"Looking further down the road, I would be remiss in not highlighting the serious consequences to the economic outlook of failing to tackle the serious challenges presented by climate change. These are not just risks. They represent real consequences.
I also know that issues around climate change do not typically come before Finance Ministers and Central Bank Governors. This, I firmly believe, is a mistake. And to underscore my point, we need to look no farther than what is happening in our host country.
This winter, for instance, Moscow has had record snowfalls. Climate scientists tell us that as the earth warms up, we will have more and more bursts of precipitation and other periods of extreme weather. Just two-and-a-half years ago, an extreme heat wave in Russia led to 55,000 deaths. So the people of Russia have experienced two once-in-a-lifetime extreme weather events in the last few years. One hot, one cold. We’re not talking about a risk that is 50 years away. We’re talking about risks that are here today.
No country – rich or poor – is immune from the impacts of climate-related disasters.
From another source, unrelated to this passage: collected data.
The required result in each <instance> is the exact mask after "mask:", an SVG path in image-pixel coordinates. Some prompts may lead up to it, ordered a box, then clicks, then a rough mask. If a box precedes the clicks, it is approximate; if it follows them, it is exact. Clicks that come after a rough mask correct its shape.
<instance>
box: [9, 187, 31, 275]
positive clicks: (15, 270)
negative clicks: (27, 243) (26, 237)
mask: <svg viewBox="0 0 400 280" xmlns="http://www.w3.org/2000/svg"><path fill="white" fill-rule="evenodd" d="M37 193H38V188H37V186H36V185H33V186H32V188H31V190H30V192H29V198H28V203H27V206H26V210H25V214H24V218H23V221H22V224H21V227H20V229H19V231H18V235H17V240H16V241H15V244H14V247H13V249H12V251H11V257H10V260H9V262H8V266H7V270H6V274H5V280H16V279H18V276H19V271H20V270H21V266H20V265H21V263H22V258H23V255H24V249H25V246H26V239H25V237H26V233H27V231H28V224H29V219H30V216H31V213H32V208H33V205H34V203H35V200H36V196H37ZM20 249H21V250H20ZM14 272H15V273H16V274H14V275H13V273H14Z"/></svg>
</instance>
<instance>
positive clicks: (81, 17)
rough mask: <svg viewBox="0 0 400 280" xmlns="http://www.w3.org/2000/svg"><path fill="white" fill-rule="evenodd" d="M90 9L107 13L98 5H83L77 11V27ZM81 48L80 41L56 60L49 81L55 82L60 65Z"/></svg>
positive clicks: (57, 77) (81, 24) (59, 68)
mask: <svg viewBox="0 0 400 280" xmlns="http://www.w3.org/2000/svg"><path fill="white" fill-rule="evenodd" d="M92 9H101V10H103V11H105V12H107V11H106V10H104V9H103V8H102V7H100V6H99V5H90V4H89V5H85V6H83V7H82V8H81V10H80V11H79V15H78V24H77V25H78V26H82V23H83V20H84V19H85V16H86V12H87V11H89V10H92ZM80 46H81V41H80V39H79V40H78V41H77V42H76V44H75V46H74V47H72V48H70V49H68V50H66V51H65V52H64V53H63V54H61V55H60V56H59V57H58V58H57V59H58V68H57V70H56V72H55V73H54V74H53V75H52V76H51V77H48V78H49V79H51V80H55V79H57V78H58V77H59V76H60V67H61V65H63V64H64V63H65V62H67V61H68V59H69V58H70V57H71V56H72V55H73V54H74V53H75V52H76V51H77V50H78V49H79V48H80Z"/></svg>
In Thailand, for example, the 2011 floods resulted in losses of approximately $45 billion or about 13 percent of GDP. The impacts of this disaster spread across borders disrupting international supply chains.
Damages and losses from natural disasters have more than tripled over the past 30 years. Years of development efforts are often wiped out in days or even minutes.
While we've seen developed countries struggling to cope with blizzards and events like Hurricane Sandy, developing countries have even less resources to mitigate the economic and human costs of these disasters. At the World Bank Group we are stepping up our mitigation, adaptation and disaster risk management work. I would welcome more attention from the G20 on what we need to do to face climate change, which is a very real and present danger."